Staff lawyers at the Legal Services Society have voted to strike

VICTORIA, British Columbia, Oct. 16, 2019 (GLOBE NEWSWIRE) -- Staff lawyers from The Legal Services Society (LSS), who service Legal Aid centres across BC, voted 100 per cent in favour of strike action yesterday. The LSS provides essential legal aid services to the most disadvantaged and vulnerable people in the province, yet their lawyers make over a third less than their colleagues in Crown Counsel.

Legal aid in BC has been underfunded for the last two decades, with BC ranking only tenth in Canada for per capita legal aid funding. Chronic underfunding has resulted in only a very small number of the most critical cases receiving access to legal aid.

These lawyers are predominantly women and Indigenous lawyers and are seeking wage redress. The unanimous LSS strike vote is focused on the need to change this wage inequality. Without an increase, Parent Legal Centres in rural parts of the province could struggle to retain and recruit qualified lawyers.  

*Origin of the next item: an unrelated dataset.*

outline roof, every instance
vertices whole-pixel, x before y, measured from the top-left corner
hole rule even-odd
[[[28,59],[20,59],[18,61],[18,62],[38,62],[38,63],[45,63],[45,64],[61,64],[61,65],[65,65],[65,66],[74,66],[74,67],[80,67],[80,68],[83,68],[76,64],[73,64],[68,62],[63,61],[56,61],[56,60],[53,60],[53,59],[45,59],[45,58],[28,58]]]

“Our legal aid staff lawyers deserve long-term sustainable funding for their wages in order to support the critical work they do,” said Scott McCannell, Executive Director of the Professional Employees Association (PEA). “Our members do not take this strike vote lightly but securing a fair and equitable contract is critical for effective legal aid throughout the province.”

The provincial government has invested in legal aid over the past few years and therefore understands the need to adequately fund the BC legal system. The Association of Legal Aid Lawyers (ALL) recently reached a settlement with the Provincial Government to address increases to their tariff rate.

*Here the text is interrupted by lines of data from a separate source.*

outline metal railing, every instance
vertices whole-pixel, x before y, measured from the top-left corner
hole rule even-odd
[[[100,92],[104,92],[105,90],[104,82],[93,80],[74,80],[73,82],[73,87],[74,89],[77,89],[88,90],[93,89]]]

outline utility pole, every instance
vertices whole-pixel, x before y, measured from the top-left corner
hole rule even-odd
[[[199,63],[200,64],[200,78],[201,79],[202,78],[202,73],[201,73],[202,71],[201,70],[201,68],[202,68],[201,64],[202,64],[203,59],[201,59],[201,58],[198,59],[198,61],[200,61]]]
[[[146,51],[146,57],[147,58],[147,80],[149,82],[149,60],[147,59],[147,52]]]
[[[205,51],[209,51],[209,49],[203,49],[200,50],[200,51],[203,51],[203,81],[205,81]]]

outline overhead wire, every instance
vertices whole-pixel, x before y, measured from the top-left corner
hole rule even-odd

Underfunding: Legal aid in BC has been chronically underfunded for the last two decades, meaning that every person in the province is not afforded the same protections of law and justice. This goes against the rule of law.

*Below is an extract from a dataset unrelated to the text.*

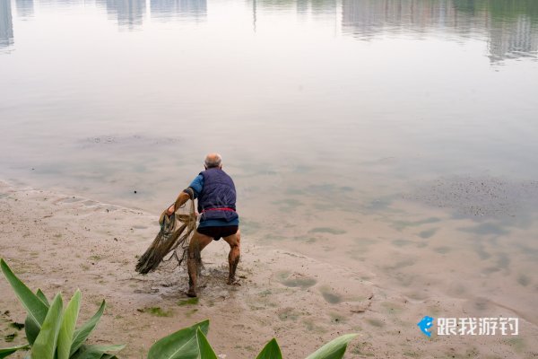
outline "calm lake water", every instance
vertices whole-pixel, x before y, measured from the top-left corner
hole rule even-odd
[[[217,151],[246,237],[529,320],[537,93],[534,0],[0,0],[0,178],[158,214]]]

Wage redress: Lawyers from the Legal Services Society (LSS) earn over a third less than their colleagues in Crown Counsel, resulting in the 10 Parent Legal Centres across BC struggling to retain and recruit qualified lawyers. The LSS is staffed predominantly by women and Indigenous lawyers.

Vulnerable communities at risk: Without increased funding for adequate wages to support legal aid, the LSS will continue to only be able to service the most desperate cases in BC, despite an increasing need to provide access to justice for those at risk.

About The PEA

The PEA is a union of and for professional employees. PEA bargaining units consist entirely or mostly of professionals — people whose work typically requires that they have earned at least one university degree.

The PEA was certified to represent the Legal Services Society (LSS) in 1981. LSS members practice primarily in criminal, family, and immigration law across many locations in BC.